But Mr. McCain also has been a recipient of dirty tricks and attack ads by those very same groups and railed against the so-called “swiftboating” that befell Sen. John Kerry, Massachusetts Democrat, during his 2004 run for the presidency.

Mrs. Clinton signaled her recognition of the political shift during a campaign stop Thursday, calling Mr. McCain “a friend of mine” more than once and an “esteemed colleague” that she very much respects. She also mentioned that the two have worked together and went as a team to Iraq to talk to troops.

The Clinton campaign yesterday challenged Mr. Obama’s green economy proposal as a new policy position and one that conflicts with his voting record.

Mr.
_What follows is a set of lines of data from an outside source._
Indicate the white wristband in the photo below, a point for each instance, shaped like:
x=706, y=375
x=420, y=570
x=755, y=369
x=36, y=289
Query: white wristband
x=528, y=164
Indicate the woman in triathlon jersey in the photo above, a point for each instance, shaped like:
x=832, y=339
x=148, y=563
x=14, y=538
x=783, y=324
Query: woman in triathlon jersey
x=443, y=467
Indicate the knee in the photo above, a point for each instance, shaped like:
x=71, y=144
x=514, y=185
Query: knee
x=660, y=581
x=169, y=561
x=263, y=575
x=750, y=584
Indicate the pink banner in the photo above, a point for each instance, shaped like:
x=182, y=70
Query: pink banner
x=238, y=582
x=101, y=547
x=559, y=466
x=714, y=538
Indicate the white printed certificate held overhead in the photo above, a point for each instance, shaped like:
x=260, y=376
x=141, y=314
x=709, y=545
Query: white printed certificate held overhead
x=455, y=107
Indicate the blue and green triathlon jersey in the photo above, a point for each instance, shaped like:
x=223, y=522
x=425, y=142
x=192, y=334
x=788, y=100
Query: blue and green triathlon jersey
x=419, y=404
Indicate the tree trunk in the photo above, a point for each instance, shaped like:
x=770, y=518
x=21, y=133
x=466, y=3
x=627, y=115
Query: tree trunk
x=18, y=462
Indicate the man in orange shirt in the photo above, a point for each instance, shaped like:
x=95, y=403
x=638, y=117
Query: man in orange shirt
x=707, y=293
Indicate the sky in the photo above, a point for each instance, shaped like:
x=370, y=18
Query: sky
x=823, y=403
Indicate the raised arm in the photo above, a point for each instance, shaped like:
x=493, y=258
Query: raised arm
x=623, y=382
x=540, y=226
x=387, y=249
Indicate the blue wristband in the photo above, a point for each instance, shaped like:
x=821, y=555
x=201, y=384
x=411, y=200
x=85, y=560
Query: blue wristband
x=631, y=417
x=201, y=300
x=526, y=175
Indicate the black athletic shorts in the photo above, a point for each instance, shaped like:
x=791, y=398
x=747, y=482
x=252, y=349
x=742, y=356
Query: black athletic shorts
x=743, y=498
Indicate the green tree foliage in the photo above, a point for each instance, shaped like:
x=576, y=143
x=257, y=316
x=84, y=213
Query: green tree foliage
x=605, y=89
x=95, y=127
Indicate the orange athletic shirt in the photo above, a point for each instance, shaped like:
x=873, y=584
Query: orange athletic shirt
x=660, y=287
Obama attacked the Bush administration’s reasoning for ignoring global warming, saying that Vice President Dick Cheney “developed America’s energy policy with a secret task force that opened the door to oil lobbyists and then shut it to every other point of view.”

The Clinton campaign reminded reporters that Mr. Obama voted for the very energy bill he now derides.

“It would have been nice if Senator Obama discovered his newfound concerns about the vice president’s role in making energy policy prior to voting for the Bush-Cheney energy bill in 2005,” said Clinton spokesman Phill Singer.

There are three other Democratic contests today, in Nebraska, Louisiana and the Virgin Islands. Maine Democrats vote tomorrow and the Potomac region holds elections Tuesday.


Today”s Democratic presidential nominating contests are:


The stakes: 78 Democratic delegates.

Lay of the land: Sen. Barack Obama is thought to have an advantage in the caucuses, which are dominated by party activists. However, the state has a strong history of electing women.

Polls done shortly before John Edwards dropped out indicated a tight race between Hillary Rodham Clinton and Mr. Obama.